Doswell is not a conventional manager. For starters, he doesn't take a wage from Sutton. Indeed, it's very much the other way around. As the owner of a London property business, he augments the club funds by sponsoring the team himself. And while other managers might seek to use their moment in the spotlight to earn a move to a Football League club, Doswell has no intention of leaving.
"I'm not being disrespectful, but going into League One or League Two holds no enthusiasm for me at all. I've got a very good company that I need to run, it's 30 years old and it's very important. We employ over 100 people and I'm not a CV manager, I've got no interest going into any league club."
Far from moving up the ladder, many of Sutton's players have travelled in the opposite direction. Four members of their squad were once on the books at Arsenal, but have been forced to reignite their careers from a lower level. There is, however, no question of split loyalties.
"We don't care who we play against," says striker Roarie Deacon. "We just want to win."
"I'm an Arsenal fan," says midfielder Craig Eastmond, "so I wasn't happy to see them lose to Bayern Munich. But when you go on the field you don't support anyone, just the team you play for."
Four days before the game, Sutton United opened their doors to the world's media. One door is opened a little too wide and Doswell's news conference is preceded by the furious roars of backup goalkeeper Wayne Shaw, who discovers that someone has sneaked in and stolen £150 from his wallet.
That the theft should happen at all is appalling, but for it to happen to Shaw is especially bad. The 46-year-old, 280-pound stopper has been the unlikely pin-up of this cup run. He's an ebullient character, happy to play the part of the "roly-poly goalie" for the media, but he also works as an ambassador for Sutton's disabled team. And it's evident from his performance in the warm-up that, should first-team goalkeeper Ross Worner be injured, he would be quite the obstacle for the likes of Olivier Giroud.
"Yeah, I still throw myself across the goal!" he laughs at the start of the day. "I think I can still do it. The knee hurts, the foot hurts, the back hurts, but I'll be back in the fridge and ready for Monday if needed.
"Ross is brilliant, though," Shaw adds. "I'm just there with a smiley face, the roly-poly goalie as they keep calling me. But it's all about the lads, it's not about me."
In fact, a day like this might not even be simply about the lads. There's something very English about Sutton's media day as it's more like a village fete than a training session. As workmen noisily construct a temporary TV studio in the corner of the ground, club officials skitter around, worrying about the state of the roof on the main stand.
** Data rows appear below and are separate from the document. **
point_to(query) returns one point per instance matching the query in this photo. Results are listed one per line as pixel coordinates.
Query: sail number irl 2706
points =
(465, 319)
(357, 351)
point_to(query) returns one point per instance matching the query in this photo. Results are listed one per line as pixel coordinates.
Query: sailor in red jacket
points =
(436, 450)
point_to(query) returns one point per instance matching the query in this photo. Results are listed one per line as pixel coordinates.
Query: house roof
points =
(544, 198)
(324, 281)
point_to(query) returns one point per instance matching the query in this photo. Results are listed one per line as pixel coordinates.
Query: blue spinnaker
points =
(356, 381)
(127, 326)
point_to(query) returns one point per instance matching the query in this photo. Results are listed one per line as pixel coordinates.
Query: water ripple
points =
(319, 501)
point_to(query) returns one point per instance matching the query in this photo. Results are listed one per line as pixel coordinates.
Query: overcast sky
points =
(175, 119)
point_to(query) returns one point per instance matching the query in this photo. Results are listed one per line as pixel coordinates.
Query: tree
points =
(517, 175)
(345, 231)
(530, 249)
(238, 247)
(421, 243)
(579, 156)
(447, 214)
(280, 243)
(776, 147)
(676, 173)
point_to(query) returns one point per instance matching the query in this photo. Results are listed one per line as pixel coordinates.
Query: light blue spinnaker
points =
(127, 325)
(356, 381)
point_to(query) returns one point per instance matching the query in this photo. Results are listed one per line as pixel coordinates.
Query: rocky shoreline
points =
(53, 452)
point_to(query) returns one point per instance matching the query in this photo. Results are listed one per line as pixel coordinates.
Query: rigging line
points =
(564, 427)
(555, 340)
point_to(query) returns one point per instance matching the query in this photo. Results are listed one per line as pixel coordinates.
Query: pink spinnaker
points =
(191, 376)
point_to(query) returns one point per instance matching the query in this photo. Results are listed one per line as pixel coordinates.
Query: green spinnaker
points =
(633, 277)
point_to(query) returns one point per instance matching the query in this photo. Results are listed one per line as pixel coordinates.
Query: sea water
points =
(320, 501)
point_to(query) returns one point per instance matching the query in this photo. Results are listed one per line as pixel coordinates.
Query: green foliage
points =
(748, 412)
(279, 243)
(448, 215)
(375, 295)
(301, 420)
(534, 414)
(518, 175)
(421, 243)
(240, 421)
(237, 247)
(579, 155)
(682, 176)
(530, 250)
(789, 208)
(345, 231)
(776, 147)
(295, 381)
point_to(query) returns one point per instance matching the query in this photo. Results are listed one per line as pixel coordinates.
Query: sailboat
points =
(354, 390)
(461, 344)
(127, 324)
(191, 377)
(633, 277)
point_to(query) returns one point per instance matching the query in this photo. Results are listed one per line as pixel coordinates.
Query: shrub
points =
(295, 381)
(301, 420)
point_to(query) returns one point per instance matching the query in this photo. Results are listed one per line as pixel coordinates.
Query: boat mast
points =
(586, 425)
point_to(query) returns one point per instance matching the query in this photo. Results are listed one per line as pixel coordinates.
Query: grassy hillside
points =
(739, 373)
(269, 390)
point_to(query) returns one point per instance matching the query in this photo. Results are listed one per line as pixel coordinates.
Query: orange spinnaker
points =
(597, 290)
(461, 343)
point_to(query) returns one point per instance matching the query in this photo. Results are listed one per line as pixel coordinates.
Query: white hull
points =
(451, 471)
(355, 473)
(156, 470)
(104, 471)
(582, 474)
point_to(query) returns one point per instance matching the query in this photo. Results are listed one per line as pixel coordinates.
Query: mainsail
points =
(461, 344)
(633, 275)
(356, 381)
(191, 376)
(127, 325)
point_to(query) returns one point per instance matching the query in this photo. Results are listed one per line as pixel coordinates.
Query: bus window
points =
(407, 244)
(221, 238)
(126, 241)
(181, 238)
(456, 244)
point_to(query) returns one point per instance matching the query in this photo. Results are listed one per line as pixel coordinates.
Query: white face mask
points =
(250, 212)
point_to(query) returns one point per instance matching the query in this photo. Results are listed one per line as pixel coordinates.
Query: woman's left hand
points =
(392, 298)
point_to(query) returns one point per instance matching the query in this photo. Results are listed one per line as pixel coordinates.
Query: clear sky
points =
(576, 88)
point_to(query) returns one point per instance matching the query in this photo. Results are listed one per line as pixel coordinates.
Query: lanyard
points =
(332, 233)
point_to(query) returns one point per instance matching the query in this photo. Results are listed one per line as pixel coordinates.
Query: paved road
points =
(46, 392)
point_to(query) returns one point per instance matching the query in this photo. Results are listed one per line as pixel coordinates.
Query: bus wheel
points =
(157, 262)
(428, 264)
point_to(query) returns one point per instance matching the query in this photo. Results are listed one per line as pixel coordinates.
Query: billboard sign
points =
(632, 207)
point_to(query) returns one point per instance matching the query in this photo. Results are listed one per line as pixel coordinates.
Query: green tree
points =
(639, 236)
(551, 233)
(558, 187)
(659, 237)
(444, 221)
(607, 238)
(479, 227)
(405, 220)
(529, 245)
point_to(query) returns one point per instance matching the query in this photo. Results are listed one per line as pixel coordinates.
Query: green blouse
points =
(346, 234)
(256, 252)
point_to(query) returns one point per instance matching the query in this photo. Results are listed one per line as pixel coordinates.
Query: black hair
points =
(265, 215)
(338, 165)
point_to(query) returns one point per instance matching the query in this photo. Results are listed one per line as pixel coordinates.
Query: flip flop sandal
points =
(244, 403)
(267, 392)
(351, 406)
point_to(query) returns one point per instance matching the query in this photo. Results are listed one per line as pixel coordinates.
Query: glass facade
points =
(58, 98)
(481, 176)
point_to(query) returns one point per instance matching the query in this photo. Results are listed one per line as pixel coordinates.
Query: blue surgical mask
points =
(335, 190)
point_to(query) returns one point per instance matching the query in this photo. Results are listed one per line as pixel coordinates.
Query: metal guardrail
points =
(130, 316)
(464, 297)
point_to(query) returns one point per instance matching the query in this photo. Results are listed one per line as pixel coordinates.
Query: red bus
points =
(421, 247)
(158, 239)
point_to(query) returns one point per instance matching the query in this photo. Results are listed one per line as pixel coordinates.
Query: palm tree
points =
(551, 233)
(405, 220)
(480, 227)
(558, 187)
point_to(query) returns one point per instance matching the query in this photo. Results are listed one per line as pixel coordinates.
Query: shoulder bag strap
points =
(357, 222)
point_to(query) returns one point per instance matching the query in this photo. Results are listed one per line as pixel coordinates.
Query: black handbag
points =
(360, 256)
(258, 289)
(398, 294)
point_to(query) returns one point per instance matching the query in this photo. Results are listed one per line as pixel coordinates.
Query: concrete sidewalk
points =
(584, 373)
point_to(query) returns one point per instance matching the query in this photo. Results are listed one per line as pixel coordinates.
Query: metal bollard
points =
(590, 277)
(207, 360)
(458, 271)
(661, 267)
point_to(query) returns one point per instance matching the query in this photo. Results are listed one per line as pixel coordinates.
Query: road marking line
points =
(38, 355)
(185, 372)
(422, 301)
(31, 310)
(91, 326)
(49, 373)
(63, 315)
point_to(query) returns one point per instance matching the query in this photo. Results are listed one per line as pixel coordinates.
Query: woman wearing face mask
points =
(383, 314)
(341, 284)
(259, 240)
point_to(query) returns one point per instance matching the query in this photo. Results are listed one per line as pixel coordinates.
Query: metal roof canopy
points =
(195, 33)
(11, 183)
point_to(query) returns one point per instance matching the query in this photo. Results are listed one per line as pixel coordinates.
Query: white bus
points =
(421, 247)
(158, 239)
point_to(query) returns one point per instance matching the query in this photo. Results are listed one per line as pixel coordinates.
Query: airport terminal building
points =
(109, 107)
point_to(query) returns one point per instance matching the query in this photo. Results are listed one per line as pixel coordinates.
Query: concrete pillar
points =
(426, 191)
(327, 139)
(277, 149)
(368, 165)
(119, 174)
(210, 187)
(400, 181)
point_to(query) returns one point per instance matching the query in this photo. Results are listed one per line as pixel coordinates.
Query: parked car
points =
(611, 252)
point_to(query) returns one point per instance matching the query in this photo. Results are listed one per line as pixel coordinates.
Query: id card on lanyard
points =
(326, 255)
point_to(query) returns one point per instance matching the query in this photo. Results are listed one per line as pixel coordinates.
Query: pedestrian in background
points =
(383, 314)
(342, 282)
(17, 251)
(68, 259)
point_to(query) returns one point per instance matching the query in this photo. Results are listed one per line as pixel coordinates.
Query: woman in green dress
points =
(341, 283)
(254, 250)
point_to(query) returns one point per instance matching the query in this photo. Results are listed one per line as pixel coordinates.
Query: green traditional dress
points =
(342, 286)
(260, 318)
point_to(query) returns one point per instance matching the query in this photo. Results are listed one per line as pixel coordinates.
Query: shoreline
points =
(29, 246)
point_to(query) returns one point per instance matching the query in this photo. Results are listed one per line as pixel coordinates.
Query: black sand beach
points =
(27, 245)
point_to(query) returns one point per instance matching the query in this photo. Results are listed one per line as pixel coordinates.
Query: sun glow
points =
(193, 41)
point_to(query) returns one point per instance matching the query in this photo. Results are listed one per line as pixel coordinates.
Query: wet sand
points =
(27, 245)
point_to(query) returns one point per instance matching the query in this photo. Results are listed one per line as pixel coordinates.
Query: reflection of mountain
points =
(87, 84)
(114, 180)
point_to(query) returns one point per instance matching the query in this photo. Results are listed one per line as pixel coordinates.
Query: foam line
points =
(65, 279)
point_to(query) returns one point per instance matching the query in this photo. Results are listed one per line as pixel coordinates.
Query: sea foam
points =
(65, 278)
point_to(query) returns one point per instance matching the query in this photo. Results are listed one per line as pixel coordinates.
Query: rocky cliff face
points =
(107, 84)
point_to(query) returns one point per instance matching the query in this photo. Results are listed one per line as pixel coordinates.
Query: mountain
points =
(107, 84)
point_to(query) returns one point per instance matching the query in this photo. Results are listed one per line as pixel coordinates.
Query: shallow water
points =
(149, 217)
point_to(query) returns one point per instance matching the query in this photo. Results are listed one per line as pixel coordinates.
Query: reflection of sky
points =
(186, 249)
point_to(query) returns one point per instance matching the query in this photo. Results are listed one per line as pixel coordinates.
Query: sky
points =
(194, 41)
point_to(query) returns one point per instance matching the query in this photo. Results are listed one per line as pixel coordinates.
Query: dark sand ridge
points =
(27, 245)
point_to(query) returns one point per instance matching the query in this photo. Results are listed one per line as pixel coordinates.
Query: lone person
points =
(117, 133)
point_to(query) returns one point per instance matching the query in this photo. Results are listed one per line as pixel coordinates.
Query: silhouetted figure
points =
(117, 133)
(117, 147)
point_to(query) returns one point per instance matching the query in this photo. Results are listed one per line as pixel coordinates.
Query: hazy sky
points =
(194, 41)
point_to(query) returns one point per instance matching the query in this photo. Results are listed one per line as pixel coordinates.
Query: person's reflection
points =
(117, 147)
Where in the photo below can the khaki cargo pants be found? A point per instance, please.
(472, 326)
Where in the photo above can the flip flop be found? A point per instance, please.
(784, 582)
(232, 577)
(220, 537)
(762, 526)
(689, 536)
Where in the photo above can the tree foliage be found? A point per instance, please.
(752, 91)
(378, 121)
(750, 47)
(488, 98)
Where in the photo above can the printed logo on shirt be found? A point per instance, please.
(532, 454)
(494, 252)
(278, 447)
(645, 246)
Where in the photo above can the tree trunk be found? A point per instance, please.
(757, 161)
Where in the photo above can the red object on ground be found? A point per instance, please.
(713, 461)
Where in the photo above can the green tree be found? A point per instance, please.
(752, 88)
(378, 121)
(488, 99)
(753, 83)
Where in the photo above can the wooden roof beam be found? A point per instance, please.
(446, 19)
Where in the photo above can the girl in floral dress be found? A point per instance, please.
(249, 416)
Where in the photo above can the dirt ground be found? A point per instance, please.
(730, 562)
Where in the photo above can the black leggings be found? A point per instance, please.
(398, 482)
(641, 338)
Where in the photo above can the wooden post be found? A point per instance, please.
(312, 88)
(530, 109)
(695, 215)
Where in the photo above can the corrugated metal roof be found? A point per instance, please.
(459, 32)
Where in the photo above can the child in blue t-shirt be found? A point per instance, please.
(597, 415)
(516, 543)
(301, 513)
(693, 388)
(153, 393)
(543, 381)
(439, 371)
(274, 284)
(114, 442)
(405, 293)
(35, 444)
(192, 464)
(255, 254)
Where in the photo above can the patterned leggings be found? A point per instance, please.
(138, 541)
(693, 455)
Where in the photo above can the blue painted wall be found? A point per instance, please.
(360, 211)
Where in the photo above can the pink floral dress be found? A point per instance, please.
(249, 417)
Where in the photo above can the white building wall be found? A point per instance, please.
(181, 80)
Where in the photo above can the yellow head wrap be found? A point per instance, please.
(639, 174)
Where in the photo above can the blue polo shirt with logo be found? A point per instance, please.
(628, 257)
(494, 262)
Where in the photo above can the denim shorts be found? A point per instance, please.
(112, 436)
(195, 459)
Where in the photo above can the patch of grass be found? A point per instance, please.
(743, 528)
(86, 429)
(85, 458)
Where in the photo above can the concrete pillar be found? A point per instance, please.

The local mayor, replete with a golden chain, chats happily with journalists about the "low crime, good schools and lovely green suburban atmosphere" of the London Borough of Sutton.
There are whoops and hollers in one half of the pitch as the players go through a loose warm-up routine and their excitement is matched by that of more than 100 children laughing and shrieking excitedly as they play their own games in the other half. People are doing something you don't readily associate with football at the highest level these days. They are having fun.
Sutton's 3G artificial turf pitch means that the playing surface is available for everyone. As the players drift back to their day jobs, a team of young girls take to the field to enjoy the sort of facilities denied to many children in London. It's a reminder of the reason that football clubs were established in England in the first place. Not for the pursuit of marquee players or international revenue streams, but to represent their community.
Arsenal will almost certainly win on Monday night, but there are no nerves on Gander Green Lane. The players and the coaching staff are ready. Wenger will most likely take his place in the FA Cup sixth round, but not before he's seen the very best of Sutton United. For the rest of us, it's a chance to see the very best of English non-league football.